In the previous post, you prepared a progress report projecting a six week cost overrun rather than the three months likely. This is so the executive committee will give you the second half money to get you back on track. You push the send button to give the report to your boss, Rhonda, to present to the committee, even though it is a deception.

What happens if you send the deception?

With your boss

It is as if Rhonda has been at her desk waiting because, in less than half an hour, you get, “Just read the report. Excellent. Thanks for the hard work.”

With your team

“Thanks for the work,” you say to Becky. “Rhonda’s really happy.” Becky doesn’t make eye contact. “Sure,” she says before she rushes past. You can just imagine her scuttling to her pal Lionel’s office to spill the beans.

Don’t they know I’m doing it for them? They’d be out on their ears except for me.

You toy with letting them know what you’ve done and why. But can you trust them not to spread it far and wide? If they do, the wrong person might hear and tank the whole thing. You shake your head. You can’t tell them.

Rhonda’s surprise move

A message from Rhonda. “Paul, you’ve done such a good job on the report, I want you to present it. Friday 2:00, 6th floor boardroom.”Something’s wrong. Rhonda had been thrilled that her VP, Trevor, had given her the chance to present this. What’s going on?

It hits you. Plausible deniability. If anything goes wrong, she’ll throw you under the bus.

You suddenly feel very alone.

Relationships

And you are.

Sending the report has several unfortunate consequences. First, even if Becky figures out why you did it, in that funny way people have, even a good-cause deception makes you less trustworthy. So, you’ve probably damaged your credibility with your staff.

Even more importantly, you’ve lied. If the committee finds out, it’s firing for sure. But even if they don’t and release the second half money, you still lied.

It’s a good deception

Well, it is. You can recoup lost time and save jobs. In addition, you responded correctly to your boss’ implicit message to ‘fix’ things. You’ve come through in a crunch. A good team player and probably even promotable.

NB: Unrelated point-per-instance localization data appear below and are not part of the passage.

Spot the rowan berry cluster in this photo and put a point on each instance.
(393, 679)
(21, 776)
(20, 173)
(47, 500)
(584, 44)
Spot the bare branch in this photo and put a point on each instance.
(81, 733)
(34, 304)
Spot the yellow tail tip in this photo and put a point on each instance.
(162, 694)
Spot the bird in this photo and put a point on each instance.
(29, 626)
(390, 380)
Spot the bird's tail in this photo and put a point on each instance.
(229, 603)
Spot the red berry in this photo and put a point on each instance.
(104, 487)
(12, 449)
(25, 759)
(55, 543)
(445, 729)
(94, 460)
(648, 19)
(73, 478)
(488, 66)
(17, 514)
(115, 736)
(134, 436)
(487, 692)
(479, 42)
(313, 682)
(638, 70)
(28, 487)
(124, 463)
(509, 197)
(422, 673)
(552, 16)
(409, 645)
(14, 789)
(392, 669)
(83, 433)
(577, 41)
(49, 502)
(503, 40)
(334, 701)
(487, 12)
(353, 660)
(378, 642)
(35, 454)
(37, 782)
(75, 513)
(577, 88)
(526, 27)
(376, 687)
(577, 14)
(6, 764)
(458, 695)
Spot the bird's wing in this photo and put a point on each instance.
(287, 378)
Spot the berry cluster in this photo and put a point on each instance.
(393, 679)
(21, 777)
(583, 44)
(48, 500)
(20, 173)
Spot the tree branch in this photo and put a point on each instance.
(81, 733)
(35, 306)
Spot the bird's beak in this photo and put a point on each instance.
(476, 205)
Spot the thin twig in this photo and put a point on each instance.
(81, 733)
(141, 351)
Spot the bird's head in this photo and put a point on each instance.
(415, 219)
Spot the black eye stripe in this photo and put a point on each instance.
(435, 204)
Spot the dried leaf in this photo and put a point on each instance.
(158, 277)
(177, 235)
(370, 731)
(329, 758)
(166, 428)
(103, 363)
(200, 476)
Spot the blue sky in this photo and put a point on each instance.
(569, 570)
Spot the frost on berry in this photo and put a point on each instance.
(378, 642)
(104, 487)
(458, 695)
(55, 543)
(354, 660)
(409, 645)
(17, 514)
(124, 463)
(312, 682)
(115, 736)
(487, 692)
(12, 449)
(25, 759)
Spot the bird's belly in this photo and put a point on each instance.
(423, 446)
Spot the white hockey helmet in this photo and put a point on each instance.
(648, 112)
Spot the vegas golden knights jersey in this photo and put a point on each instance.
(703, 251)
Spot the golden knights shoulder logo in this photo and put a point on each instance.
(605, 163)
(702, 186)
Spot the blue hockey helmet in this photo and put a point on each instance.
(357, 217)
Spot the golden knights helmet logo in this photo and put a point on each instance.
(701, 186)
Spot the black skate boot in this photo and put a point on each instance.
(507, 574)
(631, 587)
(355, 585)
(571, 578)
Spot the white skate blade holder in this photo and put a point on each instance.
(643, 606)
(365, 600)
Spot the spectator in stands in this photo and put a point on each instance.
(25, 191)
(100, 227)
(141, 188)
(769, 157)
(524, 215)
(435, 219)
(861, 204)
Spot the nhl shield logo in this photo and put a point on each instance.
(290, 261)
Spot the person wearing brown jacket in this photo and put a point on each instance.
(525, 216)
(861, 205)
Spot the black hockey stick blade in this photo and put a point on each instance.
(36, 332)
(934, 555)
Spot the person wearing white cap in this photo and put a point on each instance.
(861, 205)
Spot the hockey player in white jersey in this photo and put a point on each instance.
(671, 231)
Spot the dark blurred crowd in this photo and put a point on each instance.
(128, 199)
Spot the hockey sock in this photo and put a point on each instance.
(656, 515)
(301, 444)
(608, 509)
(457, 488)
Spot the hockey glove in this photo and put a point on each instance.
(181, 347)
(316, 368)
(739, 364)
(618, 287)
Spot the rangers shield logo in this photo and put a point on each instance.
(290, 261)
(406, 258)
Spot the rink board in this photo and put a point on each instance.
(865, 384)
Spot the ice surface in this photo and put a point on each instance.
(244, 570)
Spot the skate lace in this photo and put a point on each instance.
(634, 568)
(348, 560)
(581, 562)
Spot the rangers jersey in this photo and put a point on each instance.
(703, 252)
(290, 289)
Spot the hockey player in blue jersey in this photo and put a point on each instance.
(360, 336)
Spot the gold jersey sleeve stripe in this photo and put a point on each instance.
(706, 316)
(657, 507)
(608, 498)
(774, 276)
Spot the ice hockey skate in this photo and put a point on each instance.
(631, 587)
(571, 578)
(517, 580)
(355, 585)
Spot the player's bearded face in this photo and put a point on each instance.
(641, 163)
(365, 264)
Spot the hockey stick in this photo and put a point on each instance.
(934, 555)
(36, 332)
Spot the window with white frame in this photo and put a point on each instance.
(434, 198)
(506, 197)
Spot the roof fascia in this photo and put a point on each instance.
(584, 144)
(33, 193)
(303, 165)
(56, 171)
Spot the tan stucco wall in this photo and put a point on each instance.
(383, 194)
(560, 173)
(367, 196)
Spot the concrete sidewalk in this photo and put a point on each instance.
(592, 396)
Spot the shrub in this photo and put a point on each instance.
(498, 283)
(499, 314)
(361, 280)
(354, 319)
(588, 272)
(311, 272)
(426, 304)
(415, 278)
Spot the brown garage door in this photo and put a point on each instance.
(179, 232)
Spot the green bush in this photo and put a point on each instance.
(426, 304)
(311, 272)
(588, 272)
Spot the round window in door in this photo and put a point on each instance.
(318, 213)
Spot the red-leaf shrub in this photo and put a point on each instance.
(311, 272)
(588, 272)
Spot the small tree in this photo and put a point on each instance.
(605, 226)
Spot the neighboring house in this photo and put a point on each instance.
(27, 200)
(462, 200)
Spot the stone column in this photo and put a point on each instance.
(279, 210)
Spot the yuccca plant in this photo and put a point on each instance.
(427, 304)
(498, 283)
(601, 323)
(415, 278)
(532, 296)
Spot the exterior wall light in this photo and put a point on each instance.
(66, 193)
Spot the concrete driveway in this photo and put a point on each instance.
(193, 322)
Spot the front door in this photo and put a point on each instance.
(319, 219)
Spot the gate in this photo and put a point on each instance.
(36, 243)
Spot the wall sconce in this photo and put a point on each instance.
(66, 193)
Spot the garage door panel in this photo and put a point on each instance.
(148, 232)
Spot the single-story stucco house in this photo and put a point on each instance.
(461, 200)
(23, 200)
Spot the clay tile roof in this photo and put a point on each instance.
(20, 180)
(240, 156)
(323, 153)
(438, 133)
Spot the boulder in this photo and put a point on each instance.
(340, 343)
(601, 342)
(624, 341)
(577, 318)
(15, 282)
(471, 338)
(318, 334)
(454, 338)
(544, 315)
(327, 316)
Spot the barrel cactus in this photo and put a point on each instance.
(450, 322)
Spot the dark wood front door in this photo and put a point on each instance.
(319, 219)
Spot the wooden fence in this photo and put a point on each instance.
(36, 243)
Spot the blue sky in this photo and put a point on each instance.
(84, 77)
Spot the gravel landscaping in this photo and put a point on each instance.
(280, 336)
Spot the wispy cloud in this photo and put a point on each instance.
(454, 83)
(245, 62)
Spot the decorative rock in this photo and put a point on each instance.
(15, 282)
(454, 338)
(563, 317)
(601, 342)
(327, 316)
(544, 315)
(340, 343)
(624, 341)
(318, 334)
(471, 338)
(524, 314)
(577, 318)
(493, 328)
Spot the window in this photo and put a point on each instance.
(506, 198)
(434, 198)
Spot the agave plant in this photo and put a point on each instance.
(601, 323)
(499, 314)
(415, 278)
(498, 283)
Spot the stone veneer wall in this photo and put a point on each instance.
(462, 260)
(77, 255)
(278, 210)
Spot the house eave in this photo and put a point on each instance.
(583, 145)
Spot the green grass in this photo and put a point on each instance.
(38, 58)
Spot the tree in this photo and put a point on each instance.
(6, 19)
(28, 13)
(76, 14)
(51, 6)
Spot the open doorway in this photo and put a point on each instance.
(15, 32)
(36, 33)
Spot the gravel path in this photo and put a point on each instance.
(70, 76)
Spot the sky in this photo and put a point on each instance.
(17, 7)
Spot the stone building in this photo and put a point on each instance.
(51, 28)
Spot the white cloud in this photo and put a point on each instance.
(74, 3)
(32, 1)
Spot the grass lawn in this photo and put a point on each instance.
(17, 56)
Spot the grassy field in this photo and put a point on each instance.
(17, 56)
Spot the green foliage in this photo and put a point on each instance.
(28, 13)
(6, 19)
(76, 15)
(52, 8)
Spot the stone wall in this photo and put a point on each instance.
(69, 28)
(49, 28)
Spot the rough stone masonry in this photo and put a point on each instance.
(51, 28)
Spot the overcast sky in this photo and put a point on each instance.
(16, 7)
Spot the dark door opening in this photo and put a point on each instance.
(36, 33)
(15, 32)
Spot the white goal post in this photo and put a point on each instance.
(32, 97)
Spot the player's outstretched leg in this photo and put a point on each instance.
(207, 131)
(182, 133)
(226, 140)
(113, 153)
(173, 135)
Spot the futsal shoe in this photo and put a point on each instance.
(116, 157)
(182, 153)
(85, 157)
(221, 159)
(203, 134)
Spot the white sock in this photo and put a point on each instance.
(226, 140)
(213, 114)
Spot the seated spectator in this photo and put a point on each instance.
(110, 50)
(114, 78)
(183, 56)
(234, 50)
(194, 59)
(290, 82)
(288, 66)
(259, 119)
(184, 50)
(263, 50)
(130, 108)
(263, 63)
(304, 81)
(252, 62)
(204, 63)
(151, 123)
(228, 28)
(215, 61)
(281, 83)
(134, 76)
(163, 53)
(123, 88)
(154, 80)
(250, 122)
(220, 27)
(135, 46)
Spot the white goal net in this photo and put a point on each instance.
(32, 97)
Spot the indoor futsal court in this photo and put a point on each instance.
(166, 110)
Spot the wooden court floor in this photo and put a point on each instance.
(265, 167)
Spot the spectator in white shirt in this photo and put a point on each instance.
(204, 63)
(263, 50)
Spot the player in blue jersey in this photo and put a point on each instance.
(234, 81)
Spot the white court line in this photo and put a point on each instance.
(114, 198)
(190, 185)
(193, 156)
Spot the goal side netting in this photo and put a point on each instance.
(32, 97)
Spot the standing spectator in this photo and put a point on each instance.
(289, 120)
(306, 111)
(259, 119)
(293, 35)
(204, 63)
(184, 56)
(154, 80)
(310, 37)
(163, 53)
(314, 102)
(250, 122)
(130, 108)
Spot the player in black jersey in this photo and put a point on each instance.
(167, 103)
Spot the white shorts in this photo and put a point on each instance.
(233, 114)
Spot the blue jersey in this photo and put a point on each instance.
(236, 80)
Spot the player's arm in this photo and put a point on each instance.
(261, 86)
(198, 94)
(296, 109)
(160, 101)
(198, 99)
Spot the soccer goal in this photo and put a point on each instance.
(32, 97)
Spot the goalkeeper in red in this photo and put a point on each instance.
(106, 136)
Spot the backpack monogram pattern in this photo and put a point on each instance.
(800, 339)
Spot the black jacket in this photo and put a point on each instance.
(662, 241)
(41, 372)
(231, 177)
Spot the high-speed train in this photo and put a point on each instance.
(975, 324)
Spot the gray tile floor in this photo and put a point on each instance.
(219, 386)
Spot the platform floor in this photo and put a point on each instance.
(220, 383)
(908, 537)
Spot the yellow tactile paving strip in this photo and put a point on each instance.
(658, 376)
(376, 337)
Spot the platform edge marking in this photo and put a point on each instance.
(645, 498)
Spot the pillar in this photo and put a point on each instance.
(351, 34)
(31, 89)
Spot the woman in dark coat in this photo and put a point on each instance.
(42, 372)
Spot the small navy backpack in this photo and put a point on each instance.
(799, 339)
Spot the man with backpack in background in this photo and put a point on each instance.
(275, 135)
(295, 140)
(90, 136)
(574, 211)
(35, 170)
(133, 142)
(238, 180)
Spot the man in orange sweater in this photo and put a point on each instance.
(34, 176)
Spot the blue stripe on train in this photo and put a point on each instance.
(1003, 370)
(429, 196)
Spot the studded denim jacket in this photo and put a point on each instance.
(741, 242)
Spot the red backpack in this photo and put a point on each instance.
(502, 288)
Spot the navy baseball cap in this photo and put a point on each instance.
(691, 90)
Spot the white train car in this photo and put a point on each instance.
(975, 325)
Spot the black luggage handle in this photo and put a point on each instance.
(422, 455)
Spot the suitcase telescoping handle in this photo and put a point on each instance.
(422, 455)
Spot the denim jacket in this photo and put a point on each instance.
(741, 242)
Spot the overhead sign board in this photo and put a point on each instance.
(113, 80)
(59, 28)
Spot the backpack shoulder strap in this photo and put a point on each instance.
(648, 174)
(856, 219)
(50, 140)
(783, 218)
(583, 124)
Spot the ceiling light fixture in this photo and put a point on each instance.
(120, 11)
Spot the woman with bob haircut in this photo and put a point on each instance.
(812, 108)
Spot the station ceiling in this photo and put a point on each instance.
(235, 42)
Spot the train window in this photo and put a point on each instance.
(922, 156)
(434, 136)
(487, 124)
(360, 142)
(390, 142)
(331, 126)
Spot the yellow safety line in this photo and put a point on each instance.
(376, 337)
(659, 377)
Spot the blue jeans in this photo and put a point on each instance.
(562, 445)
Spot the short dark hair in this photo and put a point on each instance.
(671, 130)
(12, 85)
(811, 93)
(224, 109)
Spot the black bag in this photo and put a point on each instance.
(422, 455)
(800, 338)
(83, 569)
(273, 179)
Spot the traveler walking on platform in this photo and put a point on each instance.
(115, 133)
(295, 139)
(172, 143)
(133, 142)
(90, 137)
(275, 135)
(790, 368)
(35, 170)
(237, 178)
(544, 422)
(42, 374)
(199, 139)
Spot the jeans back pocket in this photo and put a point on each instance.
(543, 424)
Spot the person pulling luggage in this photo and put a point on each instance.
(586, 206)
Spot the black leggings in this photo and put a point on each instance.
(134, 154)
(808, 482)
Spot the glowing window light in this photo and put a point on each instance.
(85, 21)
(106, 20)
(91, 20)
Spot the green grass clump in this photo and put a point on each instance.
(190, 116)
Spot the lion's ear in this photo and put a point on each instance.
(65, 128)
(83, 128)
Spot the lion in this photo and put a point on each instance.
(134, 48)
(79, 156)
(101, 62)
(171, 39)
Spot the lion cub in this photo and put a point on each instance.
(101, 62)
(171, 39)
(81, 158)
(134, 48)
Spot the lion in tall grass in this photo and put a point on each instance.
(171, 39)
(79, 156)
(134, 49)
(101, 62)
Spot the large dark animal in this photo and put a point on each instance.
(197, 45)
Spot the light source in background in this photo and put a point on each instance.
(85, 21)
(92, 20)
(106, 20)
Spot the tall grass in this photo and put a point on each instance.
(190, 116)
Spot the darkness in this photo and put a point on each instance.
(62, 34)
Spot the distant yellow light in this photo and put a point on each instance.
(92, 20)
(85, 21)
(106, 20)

Not only is it a good one, it’s a small one. Just a projection which, when all’s said and done, is a guess about the future. You just guessed on the low end rather than the high. Given the potential downside, perhaps it was worthwhile.

A little niggle

I worry whether and to what extent this lie, even given all the good reasons, creates a path so that the road to the next is smoother. If the present con is okay, how can the next be bad, if the situation is comparable? I worry that at some point the path gets so easy that you forget to pay attention. Then saying what’s expedient rather than true is as easy as falling off the proverbial log.

As with all undercurrents, it’s not whether one particular action is right or wrong. It’s whether you make the decision consciously and whether it’s adding to a pile that is getting too high.